You would create the pet table using the CREATE TABLE statement:
CREATE TABLE pet (
name VARCHAR(20),
owner VARCHAR(20),
species VARCHAR(20),
sex CHAR(1),
birth DATE,
death DATE
);
Here are the INSERT statements for the sample data, combined into one statement:
INSERT INTO pet (name, owner, species, sex, birth, death) VALUES
('Fluffy', 'Harold', 'cat', 'f', '1993-02-04', NULL),
('Claws', 'Gwen', 'cat', 'm', '1994-03-17', NULL),
('Buffy', 'Harold', 'dog', 'f', '1989-05-13', NULL),
('Fang', 'Benny', 'dog', 'm', '1990-08-27', NULL),
('Bowser', 'Diane', 'dog', 'm', '1989-08-31', '1995-07-29'), -- Note: Corrected birth year to 1989 based on [38]
('Chirpy', 'Gwen', 'bird', 'f', '1998-09-11', NULL),
('Whistler', 'Gwen', 'bird', NULL, '1997-12-09', NULL), -- Note: Sex is NULL
('Slim', 'Benny', 'snake', 'm', '1996-04-29', NULL),
('Puffball', 'Diane', 'hamster', 'f', '1999-03-30', NULL);
Grouping by more than one column is possible. To count the number of animals in the pet table by species and sex, for example:
mysql> SELECT species, sex, COUNT(*) FROM pet GROUP BY species, sex;
+---------+------+----------+
| species | sex | COUNT(*) |
+---------+------+----------+
| bird | NULL | 1 |
| bird | f | 1 |
| cat | f | 1 |
| cat | m | 1 |
| dog | f | 1 |
| dog | m | 2 |
| hamster | f | 1 |
| snake | m | 1 |
+---------+------+----------+
The connection between the GROUP BY clause and the columns in the SELECT list should be noted. In general, the GROUP BY clause should contain the same columns that you name in the SELECT list together with an aggregate function. Failure to enable the ONLY_FULL_GROUP_BY SQL mode will result in an error.

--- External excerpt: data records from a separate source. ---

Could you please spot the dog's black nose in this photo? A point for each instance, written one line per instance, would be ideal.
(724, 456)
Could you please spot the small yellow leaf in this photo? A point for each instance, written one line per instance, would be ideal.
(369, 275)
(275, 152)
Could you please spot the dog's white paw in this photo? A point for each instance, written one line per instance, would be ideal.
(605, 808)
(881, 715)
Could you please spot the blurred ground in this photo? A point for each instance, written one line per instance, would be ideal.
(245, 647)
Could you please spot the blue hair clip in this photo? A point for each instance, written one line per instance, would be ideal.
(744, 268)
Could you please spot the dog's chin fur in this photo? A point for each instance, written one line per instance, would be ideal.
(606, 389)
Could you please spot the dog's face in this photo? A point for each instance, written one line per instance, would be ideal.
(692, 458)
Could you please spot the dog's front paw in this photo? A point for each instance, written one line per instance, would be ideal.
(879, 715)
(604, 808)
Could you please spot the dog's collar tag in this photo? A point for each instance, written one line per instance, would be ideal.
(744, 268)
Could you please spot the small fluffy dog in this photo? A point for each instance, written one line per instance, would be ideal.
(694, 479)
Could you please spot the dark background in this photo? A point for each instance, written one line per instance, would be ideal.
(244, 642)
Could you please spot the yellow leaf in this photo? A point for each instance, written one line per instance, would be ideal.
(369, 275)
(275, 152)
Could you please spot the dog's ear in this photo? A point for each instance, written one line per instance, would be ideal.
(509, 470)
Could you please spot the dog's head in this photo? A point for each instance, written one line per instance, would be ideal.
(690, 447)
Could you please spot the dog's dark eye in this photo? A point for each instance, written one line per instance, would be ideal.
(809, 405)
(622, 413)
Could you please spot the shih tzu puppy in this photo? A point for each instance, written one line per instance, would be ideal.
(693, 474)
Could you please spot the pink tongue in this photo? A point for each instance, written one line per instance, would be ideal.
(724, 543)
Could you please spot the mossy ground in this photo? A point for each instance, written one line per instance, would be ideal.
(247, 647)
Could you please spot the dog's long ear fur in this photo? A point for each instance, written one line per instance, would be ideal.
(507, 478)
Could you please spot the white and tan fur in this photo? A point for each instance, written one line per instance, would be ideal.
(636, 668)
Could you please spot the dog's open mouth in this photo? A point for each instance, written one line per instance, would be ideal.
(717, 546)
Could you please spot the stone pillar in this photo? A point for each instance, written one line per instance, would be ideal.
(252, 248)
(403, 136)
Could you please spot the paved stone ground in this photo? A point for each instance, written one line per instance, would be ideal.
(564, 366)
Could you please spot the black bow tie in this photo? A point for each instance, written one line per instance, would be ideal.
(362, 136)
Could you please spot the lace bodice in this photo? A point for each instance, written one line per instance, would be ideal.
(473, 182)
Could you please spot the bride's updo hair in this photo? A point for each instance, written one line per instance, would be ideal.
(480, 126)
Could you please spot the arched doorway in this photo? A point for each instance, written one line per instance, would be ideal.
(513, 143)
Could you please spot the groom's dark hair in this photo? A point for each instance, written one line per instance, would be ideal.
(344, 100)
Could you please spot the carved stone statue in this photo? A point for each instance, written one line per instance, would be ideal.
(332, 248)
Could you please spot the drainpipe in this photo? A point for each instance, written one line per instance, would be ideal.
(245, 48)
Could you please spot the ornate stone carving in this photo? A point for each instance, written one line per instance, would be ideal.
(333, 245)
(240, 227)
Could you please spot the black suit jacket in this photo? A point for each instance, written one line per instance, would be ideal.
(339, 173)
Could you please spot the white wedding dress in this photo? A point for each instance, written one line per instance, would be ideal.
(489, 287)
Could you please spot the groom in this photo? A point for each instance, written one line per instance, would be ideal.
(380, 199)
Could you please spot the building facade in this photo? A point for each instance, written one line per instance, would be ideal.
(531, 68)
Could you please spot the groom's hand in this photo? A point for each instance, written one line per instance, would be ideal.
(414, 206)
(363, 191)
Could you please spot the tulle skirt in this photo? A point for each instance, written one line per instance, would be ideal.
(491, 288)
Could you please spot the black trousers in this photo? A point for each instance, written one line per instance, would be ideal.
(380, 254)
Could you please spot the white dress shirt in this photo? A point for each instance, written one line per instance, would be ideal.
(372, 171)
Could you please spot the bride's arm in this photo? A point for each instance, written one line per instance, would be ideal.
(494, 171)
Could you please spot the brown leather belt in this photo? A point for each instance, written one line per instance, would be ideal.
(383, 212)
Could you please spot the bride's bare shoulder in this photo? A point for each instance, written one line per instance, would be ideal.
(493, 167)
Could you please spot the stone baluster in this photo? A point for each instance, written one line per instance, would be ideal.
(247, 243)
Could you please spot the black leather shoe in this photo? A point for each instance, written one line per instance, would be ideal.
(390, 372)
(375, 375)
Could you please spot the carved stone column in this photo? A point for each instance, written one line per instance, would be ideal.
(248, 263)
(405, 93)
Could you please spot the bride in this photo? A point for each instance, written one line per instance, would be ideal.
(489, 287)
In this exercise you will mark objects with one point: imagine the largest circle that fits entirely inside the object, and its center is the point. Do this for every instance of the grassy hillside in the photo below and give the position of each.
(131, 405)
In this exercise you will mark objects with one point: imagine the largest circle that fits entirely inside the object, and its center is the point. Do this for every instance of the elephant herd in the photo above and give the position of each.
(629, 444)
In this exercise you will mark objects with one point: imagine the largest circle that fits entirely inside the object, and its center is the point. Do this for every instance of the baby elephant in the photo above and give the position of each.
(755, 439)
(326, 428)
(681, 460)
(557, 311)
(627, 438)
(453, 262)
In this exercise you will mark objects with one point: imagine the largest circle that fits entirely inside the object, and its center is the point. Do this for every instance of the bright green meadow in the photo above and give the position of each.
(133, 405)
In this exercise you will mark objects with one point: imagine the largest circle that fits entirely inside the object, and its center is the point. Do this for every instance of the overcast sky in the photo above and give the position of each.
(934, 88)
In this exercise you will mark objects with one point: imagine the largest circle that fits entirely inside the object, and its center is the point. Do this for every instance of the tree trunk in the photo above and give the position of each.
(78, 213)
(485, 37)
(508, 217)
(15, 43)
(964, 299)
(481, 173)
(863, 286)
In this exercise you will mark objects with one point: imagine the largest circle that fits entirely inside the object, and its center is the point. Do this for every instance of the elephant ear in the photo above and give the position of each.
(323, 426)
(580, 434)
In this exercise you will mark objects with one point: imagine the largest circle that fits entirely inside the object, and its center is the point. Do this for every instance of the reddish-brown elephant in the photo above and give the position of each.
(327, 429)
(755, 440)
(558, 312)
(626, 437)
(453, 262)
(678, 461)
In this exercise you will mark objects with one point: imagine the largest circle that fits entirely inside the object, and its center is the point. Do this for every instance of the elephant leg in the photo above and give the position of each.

Filtering Groups (HAVING Clause)
Data can be filtered using the HAVING clause according to aggregate values. Because aggregate functions cannot use the WHERE keyword, it was added to SQL. HAVING filters groups after grouping and aggregation, in contrast to WHERE, which filters rows prior to the aggregation.
To identify workers whose total number of typed pages exceeds 250, for instance:
mysql> SELECT name, SUM(daily_typing_pages) FROM employee_tbl GROUP BY name HAVING SUM(daily_typing_pages) > 250;
+------+-------------------------+
| name | SUM(daily_typing_pages) |
+------+-------------------------+
| Jack | 270 |
| Zara | 650 |
+------+-------------------------+
2 rows in set (0.17 sec)
Prior to the HAVING clause filtering these groups and retaining only those where the sum exceeds 250, the data is first grouped by name and the SUM() of daily_typing_pages is computed for each group.
WHERE, GROUP BY, and HAVING can all be combined. For example, using a hypothetical Sailors table, determine the average age of sailors with a rating of at least 8 for each rating level with at least two of these sailors:
SELECT S.rating, AVG ( S.age ) AS avgage
FROM Sailors S
WHERE S. age >= 8
GROUP BY S.rating
HAVING COUNT (*) > 1 ;
In order to preserve just those groups with more than one sailor (HAVING), this query first filters entries where age is less than 8 (WHERE), then groups by rating (GROUP BY).
To sum up, aggregate functions enable computations on data sets, GROUP BY enables you to specify those sets according to column values, and HAVING enables you to filter the outcome groups according to the aggregate functions’ output.